Holnes, Darrel Alejandro
WebsiteDarrel Alejandro Holnes’ poetry has been published in or is forthcoming in Poetry Magazine, Best American Experimental Writing, American Poetry Review, Gulf Coast: A Journal of Literature and Fine Arts, Callaloo, The Caribbean Writer, Day One, The Puritan Magazine, and elsewhere in print and online. He is the co-author of PRIME: Poetry & Conversations, a Rainbow List Selection by the America Library Association, and On Poetics, Identity & Latinidad: CantoMundo Poets Speak Out. He is the co-editor of Happiness, The Delight-Tree: An Anthology of Contemporary International Poetry. He teaches creative writing at NYU. Holnes has received scholarships, fellowships, or residencies at Canto Mundo, Bread Loaf Writers Conference, Virginia Center for Creative Arts, Vermont College of Fine Arts Postgraduate Writers Conference, Summer Literary Seminars: Kenya, Saltonstall Arts Colony, the Rose O’Neill Literary House, and elsewhere. He is from Panama.
The Art of Diplomacy
The diplomat kids at the international school were all
from somewhere else, and those of us who weren’t, needed to be
so I pulled a Sean John shirt over my head
as if the logo were an American flag, although not the same one
President Bush saluted since nobody at school supported
American wars or military operations like the one that destroyed
el Chorrillo, the bombed ghetto behind my house
where I could still hear ghosts at night crying
socorro! as if even in death they never escaped
the flames.

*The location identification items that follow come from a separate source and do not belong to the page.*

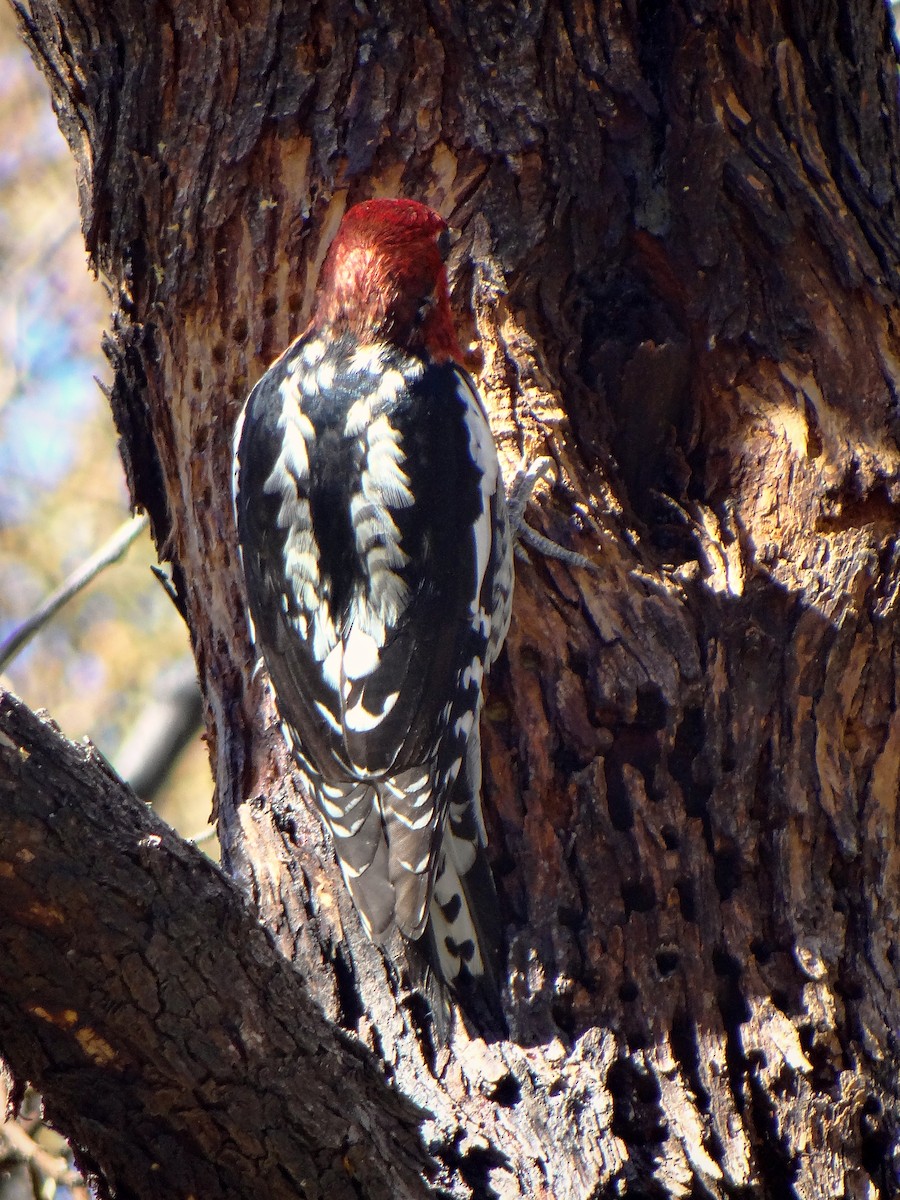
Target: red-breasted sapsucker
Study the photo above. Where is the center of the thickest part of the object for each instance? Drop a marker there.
(377, 556)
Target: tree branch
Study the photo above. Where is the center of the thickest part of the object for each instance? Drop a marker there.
(139, 994)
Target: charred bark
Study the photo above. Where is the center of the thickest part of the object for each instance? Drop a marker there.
(679, 257)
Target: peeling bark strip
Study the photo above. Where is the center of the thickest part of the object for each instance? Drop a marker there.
(679, 256)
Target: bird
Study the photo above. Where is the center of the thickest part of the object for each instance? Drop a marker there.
(377, 556)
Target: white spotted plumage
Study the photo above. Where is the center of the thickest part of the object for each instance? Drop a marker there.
(377, 555)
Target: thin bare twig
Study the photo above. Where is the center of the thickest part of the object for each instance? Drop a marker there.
(108, 553)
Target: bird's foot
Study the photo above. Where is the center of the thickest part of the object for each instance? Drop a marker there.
(517, 497)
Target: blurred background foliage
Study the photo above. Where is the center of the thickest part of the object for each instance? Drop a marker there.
(102, 664)
(112, 651)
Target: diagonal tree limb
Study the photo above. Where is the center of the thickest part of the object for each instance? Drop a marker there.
(139, 994)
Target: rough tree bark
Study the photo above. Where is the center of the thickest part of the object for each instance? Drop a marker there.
(679, 256)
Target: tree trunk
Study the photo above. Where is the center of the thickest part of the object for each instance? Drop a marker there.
(679, 256)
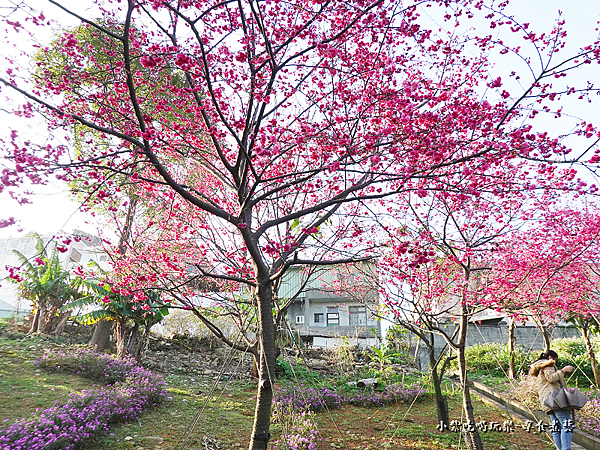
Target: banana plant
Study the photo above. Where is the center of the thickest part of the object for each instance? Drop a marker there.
(43, 281)
(133, 319)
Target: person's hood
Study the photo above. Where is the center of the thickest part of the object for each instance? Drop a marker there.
(539, 365)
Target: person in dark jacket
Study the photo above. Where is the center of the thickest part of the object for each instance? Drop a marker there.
(549, 379)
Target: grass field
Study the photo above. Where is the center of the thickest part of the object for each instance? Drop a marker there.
(226, 420)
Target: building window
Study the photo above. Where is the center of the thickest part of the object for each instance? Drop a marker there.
(333, 316)
(358, 316)
(75, 255)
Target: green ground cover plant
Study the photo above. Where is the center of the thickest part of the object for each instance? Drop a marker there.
(227, 417)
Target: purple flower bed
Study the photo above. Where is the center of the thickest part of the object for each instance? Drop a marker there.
(302, 398)
(588, 418)
(300, 433)
(65, 426)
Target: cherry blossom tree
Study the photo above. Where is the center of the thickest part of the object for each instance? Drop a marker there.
(545, 272)
(267, 134)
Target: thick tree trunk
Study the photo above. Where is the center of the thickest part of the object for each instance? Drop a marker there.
(120, 336)
(267, 354)
(590, 351)
(440, 400)
(471, 434)
(512, 370)
(141, 344)
(101, 338)
(35, 321)
(62, 322)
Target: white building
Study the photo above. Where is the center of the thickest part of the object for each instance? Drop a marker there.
(79, 252)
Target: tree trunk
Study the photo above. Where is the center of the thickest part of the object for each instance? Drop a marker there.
(590, 351)
(62, 322)
(101, 338)
(440, 401)
(512, 370)
(266, 367)
(35, 321)
(132, 338)
(471, 434)
(120, 335)
(547, 338)
(140, 346)
(41, 322)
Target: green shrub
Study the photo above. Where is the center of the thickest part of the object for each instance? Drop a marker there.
(571, 351)
(492, 359)
(285, 371)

At school I wore a bandana like Tupac Shakur
and other rappers our Panamanian raperos and reggaetoneros
imitated in their music videos about
wanting to escape gun violence in el ghetto
but being unable to leave good hood pussy behind.

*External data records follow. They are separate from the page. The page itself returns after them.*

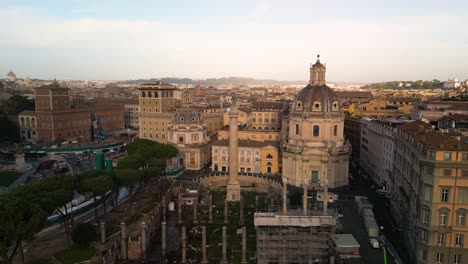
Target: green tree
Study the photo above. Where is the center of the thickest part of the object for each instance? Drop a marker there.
(20, 219)
(52, 195)
(127, 178)
(130, 162)
(96, 183)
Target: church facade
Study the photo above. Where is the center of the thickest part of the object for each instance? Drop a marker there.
(315, 153)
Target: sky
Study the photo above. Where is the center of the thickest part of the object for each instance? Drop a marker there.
(359, 40)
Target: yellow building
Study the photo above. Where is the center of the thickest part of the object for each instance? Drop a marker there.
(157, 105)
(315, 153)
(254, 156)
(249, 134)
(242, 120)
(430, 195)
(375, 108)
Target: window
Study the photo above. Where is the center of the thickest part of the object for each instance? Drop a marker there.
(424, 236)
(447, 156)
(424, 254)
(316, 131)
(441, 239)
(426, 217)
(428, 193)
(443, 219)
(314, 177)
(444, 195)
(459, 240)
(440, 257)
(461, 215)
(463, 195)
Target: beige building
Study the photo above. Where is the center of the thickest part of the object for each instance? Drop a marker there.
(253, 156)
(28, 125)
(188, 133)
(430, 195)
(131, 117)
(157, 105)
(314, 150)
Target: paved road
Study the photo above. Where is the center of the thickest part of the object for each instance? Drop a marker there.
(382, 214)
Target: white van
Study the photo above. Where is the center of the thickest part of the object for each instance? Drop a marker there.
(374, 243)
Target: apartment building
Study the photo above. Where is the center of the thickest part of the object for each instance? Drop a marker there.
(376, 149)
(430, 194)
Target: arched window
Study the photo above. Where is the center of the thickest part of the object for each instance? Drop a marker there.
(461, 217)
(316, 131)
(443, 217)
(426, 216)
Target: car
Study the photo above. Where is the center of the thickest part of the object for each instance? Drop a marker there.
(340, 213)
(374, 243)
(382, 193)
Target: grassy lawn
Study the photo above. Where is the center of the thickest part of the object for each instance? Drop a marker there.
(75, 254)
(39, 261)
(214, 231)
(8, 177)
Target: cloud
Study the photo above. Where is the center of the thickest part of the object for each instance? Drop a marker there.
(358, 49)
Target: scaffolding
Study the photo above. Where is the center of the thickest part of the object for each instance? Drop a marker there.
(294, 238)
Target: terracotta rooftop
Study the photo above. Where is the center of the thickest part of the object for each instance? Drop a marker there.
(355, 94)
(267, 106)
(432, 139)
(54, 86)
(456, 117)
(246, 143)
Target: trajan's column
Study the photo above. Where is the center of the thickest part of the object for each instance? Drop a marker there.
(233, 186)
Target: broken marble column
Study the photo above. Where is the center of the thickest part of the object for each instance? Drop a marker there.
(285, 196)
(184, 245)
(123, 242)
(210, 210)
(304, 200)
(103, 232)
(195, 213)
(179, 209)
(143, 240)
(256, 202)
(163, 238)
(164, 207)
(225, 211)
(244, 246)
(223, 257)
(241, 211)
(204, 258)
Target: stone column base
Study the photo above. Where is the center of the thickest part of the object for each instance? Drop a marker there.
(233, 192)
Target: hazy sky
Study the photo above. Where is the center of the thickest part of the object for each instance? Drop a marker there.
(128, 39)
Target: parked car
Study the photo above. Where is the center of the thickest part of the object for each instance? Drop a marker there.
(374, 243)
(382, 193)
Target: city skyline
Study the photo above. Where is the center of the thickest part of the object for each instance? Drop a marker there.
(121, 40)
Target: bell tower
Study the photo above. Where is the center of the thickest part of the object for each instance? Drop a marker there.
(317, 73)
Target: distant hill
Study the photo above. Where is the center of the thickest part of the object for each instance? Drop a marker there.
(235, 81)
(396, 85)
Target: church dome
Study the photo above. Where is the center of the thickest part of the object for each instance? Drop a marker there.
(316, 96)
(187, 116)
(11, 76)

There was always something more credible
about our moreno stories when they were
told to the beat of an African drum
played with an American gun
as if doing so made us black cowboys or
the next closest thing: West Coast gangster rap gods
who rich kids worldwide, like the ones at my school,
could pretend to be whenever they wanted.

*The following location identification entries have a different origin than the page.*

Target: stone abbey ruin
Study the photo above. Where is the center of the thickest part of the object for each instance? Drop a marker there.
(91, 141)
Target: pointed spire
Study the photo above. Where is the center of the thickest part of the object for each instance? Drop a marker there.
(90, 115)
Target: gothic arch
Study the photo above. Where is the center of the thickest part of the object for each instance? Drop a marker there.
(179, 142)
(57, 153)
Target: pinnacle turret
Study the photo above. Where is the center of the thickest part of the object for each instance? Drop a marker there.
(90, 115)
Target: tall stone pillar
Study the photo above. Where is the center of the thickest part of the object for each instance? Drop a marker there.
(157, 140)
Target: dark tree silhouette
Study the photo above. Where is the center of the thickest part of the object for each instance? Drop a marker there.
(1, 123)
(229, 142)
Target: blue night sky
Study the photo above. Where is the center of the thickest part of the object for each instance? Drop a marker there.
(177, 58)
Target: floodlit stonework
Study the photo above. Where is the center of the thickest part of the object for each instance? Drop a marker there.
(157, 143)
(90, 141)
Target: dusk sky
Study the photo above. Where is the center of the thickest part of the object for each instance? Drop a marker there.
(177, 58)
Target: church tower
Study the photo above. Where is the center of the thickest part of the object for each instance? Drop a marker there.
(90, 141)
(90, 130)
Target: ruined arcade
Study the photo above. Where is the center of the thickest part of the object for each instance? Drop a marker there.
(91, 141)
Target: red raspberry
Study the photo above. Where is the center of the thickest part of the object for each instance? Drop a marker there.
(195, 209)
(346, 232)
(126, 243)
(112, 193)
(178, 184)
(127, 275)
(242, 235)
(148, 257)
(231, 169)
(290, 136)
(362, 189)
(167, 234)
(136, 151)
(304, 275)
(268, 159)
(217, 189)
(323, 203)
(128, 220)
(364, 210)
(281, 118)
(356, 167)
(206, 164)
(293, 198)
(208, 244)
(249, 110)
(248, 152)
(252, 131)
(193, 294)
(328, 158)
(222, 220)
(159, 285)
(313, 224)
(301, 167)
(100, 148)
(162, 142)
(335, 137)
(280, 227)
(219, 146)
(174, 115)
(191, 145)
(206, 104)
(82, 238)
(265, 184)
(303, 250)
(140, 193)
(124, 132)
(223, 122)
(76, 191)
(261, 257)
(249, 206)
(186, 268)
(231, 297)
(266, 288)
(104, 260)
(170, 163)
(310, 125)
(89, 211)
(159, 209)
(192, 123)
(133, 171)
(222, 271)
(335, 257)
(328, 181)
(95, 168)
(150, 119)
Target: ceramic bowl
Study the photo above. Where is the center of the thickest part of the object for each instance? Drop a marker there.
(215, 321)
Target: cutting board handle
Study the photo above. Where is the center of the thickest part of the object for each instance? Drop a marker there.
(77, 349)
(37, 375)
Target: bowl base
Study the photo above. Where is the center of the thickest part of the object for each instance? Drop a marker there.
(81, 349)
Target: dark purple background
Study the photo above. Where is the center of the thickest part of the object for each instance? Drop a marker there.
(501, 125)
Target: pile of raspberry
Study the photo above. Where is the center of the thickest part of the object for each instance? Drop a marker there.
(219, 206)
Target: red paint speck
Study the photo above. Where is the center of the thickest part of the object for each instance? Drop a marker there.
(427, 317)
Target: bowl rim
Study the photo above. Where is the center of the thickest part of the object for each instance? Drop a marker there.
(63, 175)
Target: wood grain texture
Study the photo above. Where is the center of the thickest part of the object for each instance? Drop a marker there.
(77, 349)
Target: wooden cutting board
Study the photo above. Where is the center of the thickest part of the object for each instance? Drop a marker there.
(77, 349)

To be a diplomat like our fathers is to serve
the public what they need to eat
like when Alessa speaks with little sympathy to me about
her moreno chauffer’s drug-addicted and jailhouse past
and I serve her Tupac lyrics: First ship ’em dope and let ’em deal the brothers.
Give ’em guns, step back, and watch ’em kill each other.
To be a diplomat like our mothers is to understand others whether or not
you’re understood. Not black like you, Alessa, says,
black as in poor. They fill their lives with drugs because
they can’t afford much else, she attempts sympathy
while speaking to a teenage me rocking Timberland boots
and the most expensive urban wear my parents’ money could buy
wondering what Panamanian void I was filling with
these American things. Perhaps there was a star-shaped black hole
the size of the Panama Canal in the Tommy Hilfiger flag draped
over my chest as if my chest were a casket, as if the government could fold
my body and hand it with condolences to my next of kin
as they failed to do for the families of West Indian men
killed in service of an imported American dream
during the canal’s construction.
Maybe in this black hole my negrura is finally its own country
and I’m finally at home in my own skin.
Published in Day One by Amazon
I Always Promised I’d Never Do Drag
You liked me as straight as a man
in love with another could ever be,
and I did too. But you also loved
women, how their backs widen
where hips appear, how their necks
swerve like swans swallowing water
when they call your name,
their long hair stroking your face
as they wake from nestling
your chest the morning after.
So here I am wearing the wig I made
in the image of the blondes you preferred
but said you could never love, applying eyeliner
but not for it to run. I will never
love him again, I fearlessly announce to the mirror
as I beat my face with powder base into submission,
as if one could ever fall out of the hero’s arms
and not back into peril. Tonight,
for the first time, I dance to save myself
from distress, becoming the one woman
you’ll never have instead. Tonight, at the Esta Noche bar
in the Mission District, I’m distance. The closest I ever came
to doing drag before was when I was crowned prom king
but chose instead the queen’s tiara;
cubic zirconia somehow closer
to real than the king’s cardboard cut-out crown.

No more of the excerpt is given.